In an earlier scene Billy Beane's daughter Casey (Kerris Dorsey) strums a guitar and sings a song -- The Show, originally done by Lenka -- for her father. It's one of several tender moments in the movie. Director Bennett Miller skillfully creates these scenes.

At the end of the movie she sings a version of the song with changes she has concocted. I assume it's teasing, but there was no hint of teasing previously. Casey always was worried and totally supportive. The song rings false.

Suddenly she's a tease. Huh? Maybe this was the way Kristin Chenoweth treated writer Sorkin.

Brad Pitt is terrific as Beane. Several reviewers have commented on Pitt's similarity to Robert Redford. He even has a mole on his cheek. Pitt surely studied RR when Redford directed him in A River Runs Through It (1992).

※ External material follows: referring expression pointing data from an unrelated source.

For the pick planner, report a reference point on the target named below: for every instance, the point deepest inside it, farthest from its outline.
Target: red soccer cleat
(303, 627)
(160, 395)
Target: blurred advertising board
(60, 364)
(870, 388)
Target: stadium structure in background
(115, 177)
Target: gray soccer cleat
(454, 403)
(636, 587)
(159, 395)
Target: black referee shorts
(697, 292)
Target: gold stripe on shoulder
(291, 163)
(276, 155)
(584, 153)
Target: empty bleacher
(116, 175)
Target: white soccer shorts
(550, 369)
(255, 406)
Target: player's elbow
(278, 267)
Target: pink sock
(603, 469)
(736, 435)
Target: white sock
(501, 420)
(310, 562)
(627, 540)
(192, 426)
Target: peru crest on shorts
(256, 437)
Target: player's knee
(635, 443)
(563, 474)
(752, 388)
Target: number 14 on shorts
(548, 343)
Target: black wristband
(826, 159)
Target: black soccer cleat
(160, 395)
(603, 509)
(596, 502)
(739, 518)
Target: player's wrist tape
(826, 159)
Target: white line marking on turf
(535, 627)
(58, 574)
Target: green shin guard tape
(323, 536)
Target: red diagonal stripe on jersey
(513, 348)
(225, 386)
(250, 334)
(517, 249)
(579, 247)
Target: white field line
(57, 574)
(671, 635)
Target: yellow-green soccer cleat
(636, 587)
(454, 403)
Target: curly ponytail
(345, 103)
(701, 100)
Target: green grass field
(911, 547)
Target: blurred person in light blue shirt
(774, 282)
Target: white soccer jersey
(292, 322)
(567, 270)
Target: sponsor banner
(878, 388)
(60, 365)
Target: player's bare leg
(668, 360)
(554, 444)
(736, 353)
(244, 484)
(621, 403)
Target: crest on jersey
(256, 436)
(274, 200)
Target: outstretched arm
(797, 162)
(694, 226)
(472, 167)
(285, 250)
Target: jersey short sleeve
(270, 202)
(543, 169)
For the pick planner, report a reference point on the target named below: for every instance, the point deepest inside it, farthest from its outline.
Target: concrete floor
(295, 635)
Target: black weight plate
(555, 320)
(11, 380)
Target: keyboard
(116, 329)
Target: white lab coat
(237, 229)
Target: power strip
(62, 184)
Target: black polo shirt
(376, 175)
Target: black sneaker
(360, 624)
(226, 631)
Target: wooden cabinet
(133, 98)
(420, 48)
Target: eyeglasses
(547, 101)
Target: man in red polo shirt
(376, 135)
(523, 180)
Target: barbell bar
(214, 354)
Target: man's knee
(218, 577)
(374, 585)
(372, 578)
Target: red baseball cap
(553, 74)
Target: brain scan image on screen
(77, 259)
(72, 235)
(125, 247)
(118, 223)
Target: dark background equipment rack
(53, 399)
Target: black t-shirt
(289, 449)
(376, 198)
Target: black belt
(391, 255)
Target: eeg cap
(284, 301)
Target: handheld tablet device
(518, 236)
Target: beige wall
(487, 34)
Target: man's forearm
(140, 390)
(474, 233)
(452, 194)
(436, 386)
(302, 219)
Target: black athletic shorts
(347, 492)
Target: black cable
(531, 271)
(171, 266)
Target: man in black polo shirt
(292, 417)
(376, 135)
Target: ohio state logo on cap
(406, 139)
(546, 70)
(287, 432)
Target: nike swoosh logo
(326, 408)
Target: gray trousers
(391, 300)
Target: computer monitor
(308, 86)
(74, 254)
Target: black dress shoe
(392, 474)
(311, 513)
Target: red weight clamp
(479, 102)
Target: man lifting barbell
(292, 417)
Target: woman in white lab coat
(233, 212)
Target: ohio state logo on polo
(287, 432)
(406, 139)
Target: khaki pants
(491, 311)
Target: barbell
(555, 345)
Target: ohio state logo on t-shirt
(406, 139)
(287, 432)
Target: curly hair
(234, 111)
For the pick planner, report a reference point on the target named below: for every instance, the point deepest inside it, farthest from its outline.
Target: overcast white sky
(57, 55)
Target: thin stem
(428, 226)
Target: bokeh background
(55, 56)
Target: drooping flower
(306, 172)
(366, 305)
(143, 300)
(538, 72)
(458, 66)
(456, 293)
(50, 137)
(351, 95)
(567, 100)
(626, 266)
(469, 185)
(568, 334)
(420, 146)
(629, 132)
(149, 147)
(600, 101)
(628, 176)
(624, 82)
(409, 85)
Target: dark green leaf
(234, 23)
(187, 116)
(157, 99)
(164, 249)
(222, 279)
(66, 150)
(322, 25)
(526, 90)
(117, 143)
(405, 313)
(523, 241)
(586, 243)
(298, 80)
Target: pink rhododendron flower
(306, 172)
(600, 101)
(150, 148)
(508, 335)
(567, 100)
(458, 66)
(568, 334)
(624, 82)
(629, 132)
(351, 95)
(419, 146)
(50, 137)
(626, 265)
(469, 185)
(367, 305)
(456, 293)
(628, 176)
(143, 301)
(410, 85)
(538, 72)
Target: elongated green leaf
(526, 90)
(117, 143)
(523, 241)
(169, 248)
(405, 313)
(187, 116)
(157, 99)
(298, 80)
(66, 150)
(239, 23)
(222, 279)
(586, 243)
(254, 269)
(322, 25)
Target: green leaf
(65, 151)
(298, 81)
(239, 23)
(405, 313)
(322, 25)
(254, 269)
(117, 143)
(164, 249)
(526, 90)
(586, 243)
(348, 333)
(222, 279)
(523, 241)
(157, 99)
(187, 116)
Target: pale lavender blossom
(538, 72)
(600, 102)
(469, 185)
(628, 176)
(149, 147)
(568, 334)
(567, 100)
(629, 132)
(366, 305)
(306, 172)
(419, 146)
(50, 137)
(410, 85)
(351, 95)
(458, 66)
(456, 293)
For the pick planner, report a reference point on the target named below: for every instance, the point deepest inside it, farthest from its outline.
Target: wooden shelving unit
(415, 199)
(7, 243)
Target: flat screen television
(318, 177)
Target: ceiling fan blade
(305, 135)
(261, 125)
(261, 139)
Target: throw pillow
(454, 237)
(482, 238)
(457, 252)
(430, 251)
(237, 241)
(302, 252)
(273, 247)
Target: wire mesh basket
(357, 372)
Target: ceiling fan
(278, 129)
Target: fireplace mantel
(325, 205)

When Redford was the same age as Pitt is now, he played Roy Hobbs in The Natural (1984).

Brad, please avoid Barbra S. She kills creativity.

Jonah Hill's role has been twisted. He portrays the man who became Beane's assistant. The actual person was Paul DePodesta, but DePodesta didn't like the way he was being portrayed, so they changed his name to Peter Brand.

In 2004 DePodesta went on to become the GM of the Los Angeles Dodgers, but was fired a year and a half later after the 2005 Dodgers finished with their worst record in more than a decade.

These days DePodesta is vice president for player development for the NY Mets. How is that working out for you, Paul?

Some reviewers have said they don't like baseball, but they like the movie Moneyball. This reminds me of critic Pauline Kael's comment. "It's a musical for people who don't like musicals."

Moneyball changes last year's The Social Network into The Sabermetrics Network.

Director Bennett Miller and writers Sorkin and Zaillian could swing for a home run.

But in Moneyball, they settle for a base on balls.